Formula One’s world champions have secured a place on the grid for the all-electric Formula E series in what could be seen as a threat to the future of the traditional pinnacle of motor racing.
Mercedes-Benz Grand Prix, the team that puts Lewis Hamilton on the Formula One grid, have signed up for a place in Formula E from 2018. Toto Wolff, the head of Mercedes Motorsport, concluded the deal with Alejandro Agag, Formula E’s founder and chief executive, before setting off for Sunday’s Japanese Grand Prix.
Electrification will play a major role in the future of the automotive industry
When Agag first mooted the venture to race cars powered by electricity, he was decried by rivals and sceptics. Now he has a blue-chip roster of companies on board, including Jaguar, Audi, BMW, Renault and Citroën, and races in city centres from Hong Kong this weekend to Paris, Berlin, Buenos Aires, Brussels and New York.

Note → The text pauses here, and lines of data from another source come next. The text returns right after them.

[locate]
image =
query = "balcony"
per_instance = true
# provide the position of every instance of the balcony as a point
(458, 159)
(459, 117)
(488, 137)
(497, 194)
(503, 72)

Mercedes are contracted to Formula One until 2020 but with three constructors’ championships almost achieved and costs rising to astronomical levels, it is thought senior executives in Stuttgart are weighing up the options for the future.
While the move to hybrid engine power has been acknowledged as a technical tour de force, fans are thought to be ambivalent and manufacturers are unhappy that the Formula One authorities have failed to throw their weight behind it.
Although Formula E executives admit the limitations of their series at the moment — hampered by how long the batteries will last — technical developments are expected to come on by leaps and bounds. Every major carmaker in the world is now investing heavily in battery power and motor racing is seen as a fast-track way to develop.
Wolff admitted that Mercedes were “looking at all the options available in the future of motor racing”, and added: “Electrification will play a major role in the future of the automotive industry. Racing has always been a technology research and development platform for the motor industry and this will make Formula E very relevant in the future.”
Mercedes have the best engine development facility in the world at Brixworth in Northamptonshire where a British-led team of scientists overcame the complexities of hybrid technology capable of generating more than 1,000 horsepower.
That knowhow could quickly to be turned to harnessing electricity for racing at the same level of speed as Formula One.
The question for Formula One is whether it remains a technical pinnacle or is overtaken by Formula E. The writing on the wall was magnified by the decision of both BMW and Jaguar to join this season. Jaguar is pouring money into electrical development for road cars at its Midland headquarters, while BMW already has a model range on the market.
This may be a concern, too, for Liberty Media, the American conglomerate, aiming to take over Formula One by next year. Liberty will want a long-term game plan in return for scheduled investment of £6 billion and manufacturers — particularly the leading team that employs Hamilton, the three-times world champion — going over the pitwall to Formula E is not in that plan.
Meanwhile, Mercedes will have the engine that blew up under Hamilton in Malaysia last weekend back in Brixworth today to undergo investigations. The team hope to nail down what exactly went wrong to rob Hamilton of victory so that any further problems can be avoided at Suzuka.
However, executives stress that the team is on course to clinch a third world constructors’ championship for a third year in a row, while either Hamilton or Nico Rosberg, his team-mate, will be the champion driver.